Additional modes for things like vacations, conferences, or even evenings could have more specific rules to better fit the users’ needs. A user’s conference mode could have a rule that highlights only conference-related emails (i.e., meetups, announcements), or an “emotion” mode could kick in depending on a tired or anxious mood.

These more detailed filters all revolve around a broader goal of using a tool to better manage attention in a hyperconnected world.

Testing the tool

To get a sense of what programmers were already doing to make email more organized, the team went through GitHub to search for written scripts related to email and filters, and found that this complex processing made up at least 40 percent of the email scripts.

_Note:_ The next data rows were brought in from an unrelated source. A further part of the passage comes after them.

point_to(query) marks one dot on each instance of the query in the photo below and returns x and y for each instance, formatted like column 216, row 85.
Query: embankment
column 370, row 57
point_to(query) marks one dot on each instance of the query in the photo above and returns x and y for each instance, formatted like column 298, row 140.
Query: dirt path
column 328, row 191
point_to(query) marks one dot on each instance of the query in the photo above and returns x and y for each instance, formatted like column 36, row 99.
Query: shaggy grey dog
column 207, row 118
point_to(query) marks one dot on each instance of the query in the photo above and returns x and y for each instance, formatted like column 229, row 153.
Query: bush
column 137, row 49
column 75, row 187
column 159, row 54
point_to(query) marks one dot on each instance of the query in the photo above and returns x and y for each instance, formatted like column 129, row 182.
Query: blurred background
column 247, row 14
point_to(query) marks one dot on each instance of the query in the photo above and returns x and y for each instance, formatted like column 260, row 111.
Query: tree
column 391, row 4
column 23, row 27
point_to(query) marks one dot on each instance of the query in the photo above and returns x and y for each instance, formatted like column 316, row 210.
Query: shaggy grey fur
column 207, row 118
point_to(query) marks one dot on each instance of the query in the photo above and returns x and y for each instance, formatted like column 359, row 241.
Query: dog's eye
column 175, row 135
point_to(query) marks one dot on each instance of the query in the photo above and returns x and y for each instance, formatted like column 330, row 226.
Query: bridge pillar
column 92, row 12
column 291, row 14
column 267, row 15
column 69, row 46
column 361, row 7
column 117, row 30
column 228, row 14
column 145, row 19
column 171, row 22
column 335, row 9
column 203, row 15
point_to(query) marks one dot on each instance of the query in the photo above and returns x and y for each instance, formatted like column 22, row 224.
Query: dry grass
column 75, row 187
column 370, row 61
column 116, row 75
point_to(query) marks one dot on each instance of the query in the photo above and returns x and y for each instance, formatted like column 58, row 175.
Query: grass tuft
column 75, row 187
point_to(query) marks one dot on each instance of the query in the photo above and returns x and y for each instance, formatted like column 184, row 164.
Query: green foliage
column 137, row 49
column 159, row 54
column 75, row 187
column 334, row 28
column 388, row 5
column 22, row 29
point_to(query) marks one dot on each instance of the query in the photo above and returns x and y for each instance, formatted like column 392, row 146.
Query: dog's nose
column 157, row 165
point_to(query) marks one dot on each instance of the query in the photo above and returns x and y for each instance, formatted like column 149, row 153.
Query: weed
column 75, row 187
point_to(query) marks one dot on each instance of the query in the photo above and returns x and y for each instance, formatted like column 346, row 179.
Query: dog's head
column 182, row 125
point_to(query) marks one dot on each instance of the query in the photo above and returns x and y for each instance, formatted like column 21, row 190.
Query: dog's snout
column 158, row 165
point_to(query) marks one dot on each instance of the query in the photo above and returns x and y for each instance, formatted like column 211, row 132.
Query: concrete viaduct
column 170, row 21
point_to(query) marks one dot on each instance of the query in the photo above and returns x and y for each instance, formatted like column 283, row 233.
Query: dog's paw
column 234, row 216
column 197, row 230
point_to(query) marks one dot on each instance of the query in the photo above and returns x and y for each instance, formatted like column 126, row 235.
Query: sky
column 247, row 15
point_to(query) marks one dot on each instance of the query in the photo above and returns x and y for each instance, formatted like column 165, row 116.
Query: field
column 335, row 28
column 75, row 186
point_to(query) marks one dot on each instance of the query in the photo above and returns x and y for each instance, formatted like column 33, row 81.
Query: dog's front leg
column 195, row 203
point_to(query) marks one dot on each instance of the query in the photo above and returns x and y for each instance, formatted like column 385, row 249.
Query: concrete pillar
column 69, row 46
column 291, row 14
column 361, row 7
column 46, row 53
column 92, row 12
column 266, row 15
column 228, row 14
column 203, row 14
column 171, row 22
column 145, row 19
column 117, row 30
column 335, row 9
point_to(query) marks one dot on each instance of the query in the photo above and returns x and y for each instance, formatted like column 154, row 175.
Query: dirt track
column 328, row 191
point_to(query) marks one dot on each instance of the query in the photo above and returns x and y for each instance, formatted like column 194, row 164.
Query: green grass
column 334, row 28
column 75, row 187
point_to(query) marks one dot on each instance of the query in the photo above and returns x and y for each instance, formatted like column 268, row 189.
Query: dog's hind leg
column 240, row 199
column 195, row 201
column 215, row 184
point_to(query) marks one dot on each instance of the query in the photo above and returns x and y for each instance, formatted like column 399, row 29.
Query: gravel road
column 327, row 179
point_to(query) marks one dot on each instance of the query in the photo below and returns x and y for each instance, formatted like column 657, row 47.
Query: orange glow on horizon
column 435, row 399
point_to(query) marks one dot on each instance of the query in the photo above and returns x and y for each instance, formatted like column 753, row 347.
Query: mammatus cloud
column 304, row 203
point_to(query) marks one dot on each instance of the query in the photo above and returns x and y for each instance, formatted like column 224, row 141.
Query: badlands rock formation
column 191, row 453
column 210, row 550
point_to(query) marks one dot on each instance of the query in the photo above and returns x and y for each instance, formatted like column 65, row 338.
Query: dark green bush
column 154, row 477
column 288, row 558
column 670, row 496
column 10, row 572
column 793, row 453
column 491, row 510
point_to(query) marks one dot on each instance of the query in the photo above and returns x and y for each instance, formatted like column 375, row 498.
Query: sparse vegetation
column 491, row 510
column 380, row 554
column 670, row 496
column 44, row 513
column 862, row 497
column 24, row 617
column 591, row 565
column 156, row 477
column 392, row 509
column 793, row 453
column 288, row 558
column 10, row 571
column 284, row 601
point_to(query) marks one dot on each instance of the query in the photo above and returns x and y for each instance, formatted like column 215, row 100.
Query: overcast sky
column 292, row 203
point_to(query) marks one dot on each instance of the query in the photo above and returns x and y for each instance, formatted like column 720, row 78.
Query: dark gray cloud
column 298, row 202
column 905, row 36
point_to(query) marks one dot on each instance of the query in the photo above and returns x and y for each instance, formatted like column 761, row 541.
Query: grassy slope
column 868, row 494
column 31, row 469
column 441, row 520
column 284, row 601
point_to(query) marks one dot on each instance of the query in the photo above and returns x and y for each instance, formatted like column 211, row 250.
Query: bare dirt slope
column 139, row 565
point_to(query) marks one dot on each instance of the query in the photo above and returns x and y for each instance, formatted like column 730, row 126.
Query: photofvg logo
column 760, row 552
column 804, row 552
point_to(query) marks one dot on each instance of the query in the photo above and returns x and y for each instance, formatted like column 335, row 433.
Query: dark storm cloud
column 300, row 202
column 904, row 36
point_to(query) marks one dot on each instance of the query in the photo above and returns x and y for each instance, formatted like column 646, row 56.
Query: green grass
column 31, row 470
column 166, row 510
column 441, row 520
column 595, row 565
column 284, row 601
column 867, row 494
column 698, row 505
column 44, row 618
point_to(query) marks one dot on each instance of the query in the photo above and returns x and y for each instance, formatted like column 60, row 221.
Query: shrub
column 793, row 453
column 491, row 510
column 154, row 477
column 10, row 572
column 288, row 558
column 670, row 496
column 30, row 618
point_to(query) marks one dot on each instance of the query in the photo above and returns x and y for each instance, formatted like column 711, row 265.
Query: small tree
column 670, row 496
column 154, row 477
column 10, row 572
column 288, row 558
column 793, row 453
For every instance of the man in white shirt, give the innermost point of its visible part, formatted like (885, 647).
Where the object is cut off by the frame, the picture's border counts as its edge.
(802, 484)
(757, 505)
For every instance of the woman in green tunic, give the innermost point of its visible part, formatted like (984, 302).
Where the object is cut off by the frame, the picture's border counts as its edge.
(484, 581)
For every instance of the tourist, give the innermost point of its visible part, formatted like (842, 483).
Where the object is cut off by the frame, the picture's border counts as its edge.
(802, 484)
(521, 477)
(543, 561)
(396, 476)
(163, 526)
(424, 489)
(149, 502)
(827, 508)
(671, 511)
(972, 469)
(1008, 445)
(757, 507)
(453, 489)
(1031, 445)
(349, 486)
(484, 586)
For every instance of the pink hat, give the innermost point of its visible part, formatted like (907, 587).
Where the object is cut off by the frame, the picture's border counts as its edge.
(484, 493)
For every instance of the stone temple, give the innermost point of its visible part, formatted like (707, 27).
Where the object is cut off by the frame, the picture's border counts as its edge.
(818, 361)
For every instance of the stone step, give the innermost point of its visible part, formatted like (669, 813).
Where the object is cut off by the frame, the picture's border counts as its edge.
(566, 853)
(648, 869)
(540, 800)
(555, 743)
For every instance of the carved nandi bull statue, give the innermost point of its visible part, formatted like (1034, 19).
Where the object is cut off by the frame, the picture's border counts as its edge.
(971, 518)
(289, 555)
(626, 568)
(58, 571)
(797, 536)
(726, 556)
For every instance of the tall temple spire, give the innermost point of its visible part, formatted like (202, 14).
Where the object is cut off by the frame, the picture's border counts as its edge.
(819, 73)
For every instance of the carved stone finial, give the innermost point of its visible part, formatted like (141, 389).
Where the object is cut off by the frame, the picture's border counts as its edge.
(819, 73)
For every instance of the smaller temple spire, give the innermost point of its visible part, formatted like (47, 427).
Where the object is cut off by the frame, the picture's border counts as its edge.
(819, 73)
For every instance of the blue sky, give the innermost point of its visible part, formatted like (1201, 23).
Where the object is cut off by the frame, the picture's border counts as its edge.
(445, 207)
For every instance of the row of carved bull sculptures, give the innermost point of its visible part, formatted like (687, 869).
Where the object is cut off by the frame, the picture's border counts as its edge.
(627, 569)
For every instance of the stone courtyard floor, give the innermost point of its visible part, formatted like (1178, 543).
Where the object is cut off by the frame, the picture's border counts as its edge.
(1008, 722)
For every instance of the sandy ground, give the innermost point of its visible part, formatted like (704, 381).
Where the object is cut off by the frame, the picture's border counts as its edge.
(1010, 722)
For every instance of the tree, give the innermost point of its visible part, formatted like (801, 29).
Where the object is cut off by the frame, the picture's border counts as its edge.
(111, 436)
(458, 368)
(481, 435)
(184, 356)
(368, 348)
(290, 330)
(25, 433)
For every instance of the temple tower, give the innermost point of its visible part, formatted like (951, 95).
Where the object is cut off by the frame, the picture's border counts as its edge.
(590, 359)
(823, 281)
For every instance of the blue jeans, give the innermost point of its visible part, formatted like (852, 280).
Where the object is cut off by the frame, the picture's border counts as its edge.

When finally using YouPS, users found that the extended email vocabulary was useful for scripting the rules users wanted, such as a way to write vacation auto-replies that could be sent to co-workers, but not family members.

In the future the team hopes to do a larger-scale deployment. They also plan to extend YouPS’ email automation capabilities to non-programmers by creating graphical user interfaces for expressing rules that use a much broader non-technical vocabulary.

“Email has a broad spectrum of users,” says Park. “A fixed interface for an email client simply can’t meet the diverse needs of many email users. The needs we found in these studies will guide future designers and developers of email clients and inbox management systems.”  

“Many scripts for automating email were found on Github software archives, yet these automation techniques aren’t incorporated into common email clients”, says Susan Fussell, a professor of information science and communications at Cornell University who was not involved in the paper. “This suggests a need for a pipeline between the Github repository and ordinary email users, so that users know what scripts are there and how to use them — and one day be integrated into popular email clients.”

Park and Karger co-wrote the paper with PhD students Amy Zhang and Luke Murray. The team will present their paper in May at the Association for Computing Machinery Conference on Human Factors in Computing Systems in Glasgow, Scotland.